Ultimately, Servheen will work with private landowners, the U.S. Forest Service and Park Service, and the state Department of Fish, Wildlife and Parks to write a management plan for the North Fork with grizzlies in mind.


Meanwhile, wolves and mountain lions are making a difference for the North Fork's bears. Wolves have ganged up on grizzlies at least once. On an Oct. 25, 1993, radio-tracking helicopter flight, U.S. Fish and Wildlife Service researcher Nancy Kehoe got what she called a "special wildlife observation." She saw a pack of 17 to 18 wolves attacking a grizzly sow and her young cub.


The pack separated mother and cub, alternating its pursuit from one to the other. Kehoe and her pilot watched the attack for about five minutes, until the bears apparently scrambled up trees and out of harm's way. Later the researchers looked for signs that the grizzlies had been killed, but found none, Kehoe says.


More often, grizzlies benefit from sharing the land with wolves, as well as with lions. Bears sometimes snatch kills from lions, says Hornocker, and they feed off carcasses left by both lions and wolves. At least one North Fork grizzly didn't hibernate in 1992-93, preferring to spend his days reaping the rewards of his competitors' winter kills.


During a two-month study last year, wolves stole 18 fresh carcasses from 10 lions - more than one-quarter of the felines' 65 kills.


How all this competition for food affects prey is the question doctoral candidate Kyran Kunkel is asking. Working from a private cabin about 10 miles from Canada, Kunkel is the latest in a string of University of Montana biologists studying wolves since the first pack, known as the "Magic Pack," migrated south across the border some dozen years ago.


Kunkel is in the second year of a three-year look at the effects of gray wolves on ungulates - the deer, elk and moose they feed upon. He tracks several wolves from each of four study packs north and south of the U.S.-Canada border.


Along the North Fork, whitetail deer appear to be hardest hit. Wolves, lions, bears and humans are killing more deer than the herd can sustain, Kunkel says.


Elk numbers are declining or stabilizing in the North Fork Valley, although mountain lions may be more to blame than wolves, Kunkel thinks.


Meanwhile, wolf populations appear to be reaching a balance. Two packs totaling 32 wolves now live along the North Fork. Kunkel also monitors two packs north of the U.S.-Canada border, numbering 10 and five wolves. Five pups have been discovered in one Canadian pack.

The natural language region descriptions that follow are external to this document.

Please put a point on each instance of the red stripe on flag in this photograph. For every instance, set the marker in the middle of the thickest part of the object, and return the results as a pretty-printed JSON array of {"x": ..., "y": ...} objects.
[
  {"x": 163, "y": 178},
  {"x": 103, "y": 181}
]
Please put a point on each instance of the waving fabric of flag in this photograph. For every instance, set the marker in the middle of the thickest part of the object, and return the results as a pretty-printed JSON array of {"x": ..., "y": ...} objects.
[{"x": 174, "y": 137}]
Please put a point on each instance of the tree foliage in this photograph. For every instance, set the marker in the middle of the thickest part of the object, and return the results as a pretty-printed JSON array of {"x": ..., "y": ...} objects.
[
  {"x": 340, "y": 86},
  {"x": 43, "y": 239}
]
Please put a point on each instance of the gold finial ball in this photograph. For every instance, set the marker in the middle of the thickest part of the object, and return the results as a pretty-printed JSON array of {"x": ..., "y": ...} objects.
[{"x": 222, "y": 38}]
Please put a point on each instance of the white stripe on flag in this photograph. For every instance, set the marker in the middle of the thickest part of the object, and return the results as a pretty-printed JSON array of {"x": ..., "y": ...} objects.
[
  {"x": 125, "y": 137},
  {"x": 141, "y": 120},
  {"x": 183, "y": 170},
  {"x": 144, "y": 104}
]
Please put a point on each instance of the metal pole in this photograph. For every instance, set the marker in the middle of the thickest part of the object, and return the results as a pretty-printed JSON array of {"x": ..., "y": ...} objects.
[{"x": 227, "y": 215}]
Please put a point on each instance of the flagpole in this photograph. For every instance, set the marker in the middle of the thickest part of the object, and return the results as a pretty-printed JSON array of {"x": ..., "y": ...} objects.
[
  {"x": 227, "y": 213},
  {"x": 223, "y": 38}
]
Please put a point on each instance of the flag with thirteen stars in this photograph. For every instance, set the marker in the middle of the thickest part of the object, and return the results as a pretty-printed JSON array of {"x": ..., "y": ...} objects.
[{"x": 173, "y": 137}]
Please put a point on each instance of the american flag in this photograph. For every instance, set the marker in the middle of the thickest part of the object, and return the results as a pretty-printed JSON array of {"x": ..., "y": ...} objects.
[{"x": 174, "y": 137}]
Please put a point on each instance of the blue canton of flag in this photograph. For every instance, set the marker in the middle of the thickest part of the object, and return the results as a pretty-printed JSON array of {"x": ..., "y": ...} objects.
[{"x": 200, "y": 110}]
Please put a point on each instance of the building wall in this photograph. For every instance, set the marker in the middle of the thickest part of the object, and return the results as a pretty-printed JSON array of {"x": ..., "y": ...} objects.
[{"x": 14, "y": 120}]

When his work is finished, Kunkel hopes to have some solid information on how wolves affect deer, moose and elk populations, so public agencies can better decide management actions. The idea, he says, is to maintain healthy populations of both predators and prey.


While wolves compete with lions for prey, lions may actually be food for the wolves, says Hornocker.


Since 1992, Hornocker's teams have used dogs to track, tree and collar lions both outside and inside Glacier National Park - the first time the park allowed dogs inside its borders.


Wolves followed lion tracks at least six times last year, Hornocker says, and treed lions as many times.


Hornocker hopes to spend at least three more years in the area studying lion-wolf dynamics. Although public agencies have turned down his requests for funding, Hornocker says he'll make his results available to anyone. That includes wolf recovery experts at Yellowstone National Park.


* Sherry Jones





Sherry Jones writes in Kalispell, Montana.